On October 17, 2016, HORIBA held the 13th Masao HORIBA Award Ceremony to honor and commemorate the achievements of researchers engaged in developing innovative technologies.
The target technical field for the awards is decided each year with a focus on the principles and fundamental technologies fostered by HORIBA to spotlight unique research and development whose achievements and potential need to be publicized to the whole world.
This year's theme is "Situational Awareness Technologies to Enable Autonomous Driving."
The 2015 ceremony was held under the theme of "Nanoparticle Measurement", the 2014 ceremony "Gas Measurement", and the 2013 ceremony "Water Properties Measurements”.
HORIBA holds these ceremonies every year with a sense of mission to broadly publicize the achievements of researchers engaged in further advancing the analysis and measurement technologies that are indispensable for the development of science, engineering, and industry.
Masao HORIBA Awards 2016 Winners
Graduate School of Engineering, Department of Electronics and Computer Science, University of Hyogo
"Fast 3-D Imaging of Human Body using Ultra-Wideband Radar"
Institute for Frontier Science Initiative, Future society creation core, Autonomous vehicle research unit, Kanazawa University
"Development of high dependable Localization method in order to realize fully automated vehicle in urban area"
- Dr. Pongsathorn Raksincharoensak
Department of mechanical Systems Engineering, Tokyo University of Agriculture and Technology
"Shared Control in Advanced Driver Assistance Systems Based on Risk Predictive Driving Intelligence Model"
Institute of Gerontology, The University of Tokyo
“Recognition of Driving Environment for Automated Driving by Lean Sensors”
Department of Civil, Environmental and Geodetic Engineering,
The Ohio State University
“Ubiquitous Geospatial Positioning via Knowledge Discovery from Geographic Information Systems”
Automated driving is a very timely theme. Automated driving was attracting the attention of many participants at the ITS World Congress held in Melbourne last week as well as at the G7 Transport Ministers' Meeting held in Karuizawa, Japan, last month. Automated driving and measurement technologies will become more important than ever before in the near future. The Masao HORIBA Award winners for this year were all unanimously selected by the judges. I hope that the winners will further contribute not only to automated driving but also to the development of science, as a result of receiving the award, and continue to conduct original research.

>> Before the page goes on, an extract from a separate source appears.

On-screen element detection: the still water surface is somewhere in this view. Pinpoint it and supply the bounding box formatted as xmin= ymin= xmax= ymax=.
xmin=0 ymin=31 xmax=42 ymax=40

Dr. Yoshihiro Suda, Masao HORIBA Award Deputy Chairperson
Also: Professor and Director of the Advanced Mobility Research Center, Institute of Industrial Science, the University of Tokyo
Autonomous driving not only overturns the commonly accepted idea that the driver sitting behind the steering wheel is always responsible for his or her driving; it also has the possibility of changing the powertrain calibrations, safety and environmental regulations, as well as vehicle packaging including cabin entertainment, and even traffic control. However, whether or not such changes can practically be implemented depends heavily on the development of suitable sensors and control technologies. I hope that the technologies invented by this year’s award winners will contribute to the future of mobility that ensures safety, reduces environmental impact and opens the doors to a new era.
Dr. Masayuki Adachi, HORIBA's Senior Managing Director
Dr. Masao HORIBA (1924-2015)
Born in 1924, Dr. Masao HORIBA established the HORIBA Radio Laboratory when he was still an undergraduate student majoring in physics at the Kyoto Imperial University. During that time, he successfully developed Japan’s first glass electrode type pH meter and was called a pioneer of student ventures. This laboratory later turned into the foundation for HORIBA, Ltd., which now provides a wide range of analysis, measurement and control instruments worldwide.
He was actively involved in supporting startup businesses in Kyoto and he promoted further cooperation between industry and universities. In 2006, he was awarded the "PITTCON Heritage Award,” given by the Chemical Heritage Foundation (CHF) to honor those whose entrepreneurial careers shaped the instrumentation and laboratory supplies industry and by doing so also transformed the scientific community at large.